Indragiri
Hulu (Kemenag) – Kepala Kantor Urusan Agama (KUA) Kecamatan Rengat Barat,
Yusrianto, menjadi narasumber dalam Minilokakarya (Minilok) Program
Bangga Kencana Tahun 2025 yang digelar di Kecamatan Rengat Barat pada Kamis
(11/9/2025). Program ini tidak hanya menekankan pada pengendalian jumlah
kelahiran, tetapi juga mengedepankan pembangunan keluarga yang sehat, mandiri,
dan berdaya.
Dalam
paparannya, Yusrianto menegaskan bahwa keberhasilan keluarga tidak hanya diukur
dari jumlah anak, tetapi juga dari kualitas pola asuh, kesehatan, dan
kesejahteraan rumah tangga. “Program Bangga Kencana mencakup banyak aspek,
mulai dari kesehatan reproduksi, gizi seimbang, pola asuh anak, hingga
pemberdayaan ekonomi keluarga. Semua ini saling berkaitan dalam membangun
generasi yang kuat dan menekan angka stunting,” ujarnya.
Program
ini diimplementasikan melalui pembentukan Kampung KB di berbagai desa, yang
menjadi pusat edukasi keluarga. Dampaknya, masyarakat dapat memperoleh
pengetahuan praktis tentang menjaga kesehatan ibu dan anak, menata ekonomi
keluarga, serta memperkuat ketahanan rumah tangga di tengah tantangan sosial
dan ekonomi.
Menurut
data BKKBN, stunting masih menjadi persoalan serius di Indonesia, termasuk di
wilayah pedesaan.

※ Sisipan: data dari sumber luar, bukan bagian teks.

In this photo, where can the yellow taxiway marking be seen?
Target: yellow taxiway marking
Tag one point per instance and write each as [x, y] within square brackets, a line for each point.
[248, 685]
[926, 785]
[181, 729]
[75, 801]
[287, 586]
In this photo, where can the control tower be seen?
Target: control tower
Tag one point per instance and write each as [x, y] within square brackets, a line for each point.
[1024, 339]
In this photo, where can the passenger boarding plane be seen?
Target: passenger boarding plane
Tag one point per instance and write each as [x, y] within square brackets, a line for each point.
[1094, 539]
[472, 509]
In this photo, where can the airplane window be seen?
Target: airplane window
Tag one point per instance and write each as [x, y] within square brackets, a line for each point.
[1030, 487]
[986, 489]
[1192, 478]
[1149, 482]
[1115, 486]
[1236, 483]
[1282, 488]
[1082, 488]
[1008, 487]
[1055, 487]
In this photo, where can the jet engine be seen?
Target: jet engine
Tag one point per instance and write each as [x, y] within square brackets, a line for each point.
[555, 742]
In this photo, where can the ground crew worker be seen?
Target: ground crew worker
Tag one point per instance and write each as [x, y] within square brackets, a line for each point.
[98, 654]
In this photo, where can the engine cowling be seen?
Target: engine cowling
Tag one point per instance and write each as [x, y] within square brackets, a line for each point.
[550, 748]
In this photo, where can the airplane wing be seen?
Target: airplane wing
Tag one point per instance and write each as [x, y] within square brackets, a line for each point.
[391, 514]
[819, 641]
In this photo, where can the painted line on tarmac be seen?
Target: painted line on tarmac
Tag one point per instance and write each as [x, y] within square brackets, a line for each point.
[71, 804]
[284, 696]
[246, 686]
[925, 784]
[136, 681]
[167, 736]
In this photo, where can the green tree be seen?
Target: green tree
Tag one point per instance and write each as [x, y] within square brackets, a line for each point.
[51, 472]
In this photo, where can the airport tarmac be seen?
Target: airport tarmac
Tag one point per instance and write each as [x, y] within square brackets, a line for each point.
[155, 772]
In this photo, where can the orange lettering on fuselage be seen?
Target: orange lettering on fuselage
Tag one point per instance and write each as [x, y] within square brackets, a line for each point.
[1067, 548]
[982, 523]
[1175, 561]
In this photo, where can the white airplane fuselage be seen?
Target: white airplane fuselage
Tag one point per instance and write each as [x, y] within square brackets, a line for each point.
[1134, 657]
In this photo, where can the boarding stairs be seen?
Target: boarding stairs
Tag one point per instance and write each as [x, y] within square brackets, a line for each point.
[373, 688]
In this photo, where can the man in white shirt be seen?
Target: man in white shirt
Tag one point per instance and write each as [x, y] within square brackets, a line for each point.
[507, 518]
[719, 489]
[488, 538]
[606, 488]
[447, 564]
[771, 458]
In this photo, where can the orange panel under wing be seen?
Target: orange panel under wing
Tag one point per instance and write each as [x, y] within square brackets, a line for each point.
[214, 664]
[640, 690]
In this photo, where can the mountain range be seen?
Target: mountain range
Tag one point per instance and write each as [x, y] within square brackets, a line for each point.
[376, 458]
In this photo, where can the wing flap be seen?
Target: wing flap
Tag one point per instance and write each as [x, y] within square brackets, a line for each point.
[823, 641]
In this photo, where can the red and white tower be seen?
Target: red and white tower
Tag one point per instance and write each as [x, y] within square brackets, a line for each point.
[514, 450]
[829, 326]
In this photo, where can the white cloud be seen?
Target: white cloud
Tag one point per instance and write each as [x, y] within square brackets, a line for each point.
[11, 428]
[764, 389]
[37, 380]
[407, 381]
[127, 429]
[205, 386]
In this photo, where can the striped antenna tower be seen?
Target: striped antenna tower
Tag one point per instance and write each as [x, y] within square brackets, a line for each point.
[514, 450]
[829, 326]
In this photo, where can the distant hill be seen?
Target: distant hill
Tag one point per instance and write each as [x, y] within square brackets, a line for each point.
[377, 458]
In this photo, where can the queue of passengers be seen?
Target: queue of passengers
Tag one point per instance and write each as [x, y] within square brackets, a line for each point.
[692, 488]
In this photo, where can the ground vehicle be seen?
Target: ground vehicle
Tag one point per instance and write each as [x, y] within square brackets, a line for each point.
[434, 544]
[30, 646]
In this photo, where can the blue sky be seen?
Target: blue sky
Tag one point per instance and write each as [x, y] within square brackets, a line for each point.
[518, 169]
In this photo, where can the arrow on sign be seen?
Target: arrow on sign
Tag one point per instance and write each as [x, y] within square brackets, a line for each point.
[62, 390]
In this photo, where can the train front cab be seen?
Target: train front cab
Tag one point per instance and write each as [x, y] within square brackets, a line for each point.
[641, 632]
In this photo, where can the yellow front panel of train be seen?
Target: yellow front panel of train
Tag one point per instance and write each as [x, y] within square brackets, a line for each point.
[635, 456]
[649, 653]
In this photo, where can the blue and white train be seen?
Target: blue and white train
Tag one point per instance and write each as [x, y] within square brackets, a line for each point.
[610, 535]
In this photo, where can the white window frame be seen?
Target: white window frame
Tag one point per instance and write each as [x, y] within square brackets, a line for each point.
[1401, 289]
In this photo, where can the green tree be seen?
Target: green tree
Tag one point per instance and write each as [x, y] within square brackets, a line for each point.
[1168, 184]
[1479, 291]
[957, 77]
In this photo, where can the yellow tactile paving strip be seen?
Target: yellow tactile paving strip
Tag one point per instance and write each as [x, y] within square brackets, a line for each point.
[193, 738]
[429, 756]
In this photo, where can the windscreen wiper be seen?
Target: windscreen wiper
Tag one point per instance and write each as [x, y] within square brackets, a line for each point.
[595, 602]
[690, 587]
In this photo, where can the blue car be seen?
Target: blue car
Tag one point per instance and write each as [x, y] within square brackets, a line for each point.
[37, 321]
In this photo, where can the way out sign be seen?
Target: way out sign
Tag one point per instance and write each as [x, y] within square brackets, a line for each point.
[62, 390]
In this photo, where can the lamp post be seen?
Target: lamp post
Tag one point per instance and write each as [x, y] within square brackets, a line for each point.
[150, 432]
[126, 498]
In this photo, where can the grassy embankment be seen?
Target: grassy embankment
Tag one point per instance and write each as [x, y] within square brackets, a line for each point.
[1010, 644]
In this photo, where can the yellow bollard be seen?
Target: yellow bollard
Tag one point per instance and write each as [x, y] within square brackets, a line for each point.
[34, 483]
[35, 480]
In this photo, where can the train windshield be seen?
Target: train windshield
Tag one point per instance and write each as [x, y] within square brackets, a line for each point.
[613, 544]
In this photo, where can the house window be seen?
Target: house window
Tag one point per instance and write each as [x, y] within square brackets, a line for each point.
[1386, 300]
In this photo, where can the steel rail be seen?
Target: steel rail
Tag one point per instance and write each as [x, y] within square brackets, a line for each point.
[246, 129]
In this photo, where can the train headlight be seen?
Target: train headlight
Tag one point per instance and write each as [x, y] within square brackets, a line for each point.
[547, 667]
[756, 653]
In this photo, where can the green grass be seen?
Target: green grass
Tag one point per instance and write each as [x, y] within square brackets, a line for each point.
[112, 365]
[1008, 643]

Kehadiran KUA sebagai mitra dalam program ini menjadi sinergi
penting antara lembaga agama dan pemerintah dalam mendukung keluarga
berkualitas. “Jika keluarga sehat dan berdaya, maka masalah sosial seperti
perceraian, stunting, dan kemiskinan bisa ditekan. Inilah peran agama dalam
pembangunan bangsa,” tambah Yusrianto.
Masyarakat
yang hadir dalam kegiatan ini menyambut baik program tersebut. Seorang ibu
rumah tangga, Nurhayati, mengaku mendapatkan banyak wawasan baru. “Saya baru
paham pentingnya gizi seimbang sejak masa kehamilan. Kalau anak sehat, tentu
masa depan keluarga lebih terjamin,” katanya.
Dengan
integrasi antara edukasi agama, kesehatan, dan pemberdayaan ekonomi, Program
Bangga Kencana diharapkan mampu melahirkan keluarga-keluarga tangguh di
Indragiri Hulu yang siap berkontribusi bagi pembangunan bangsa.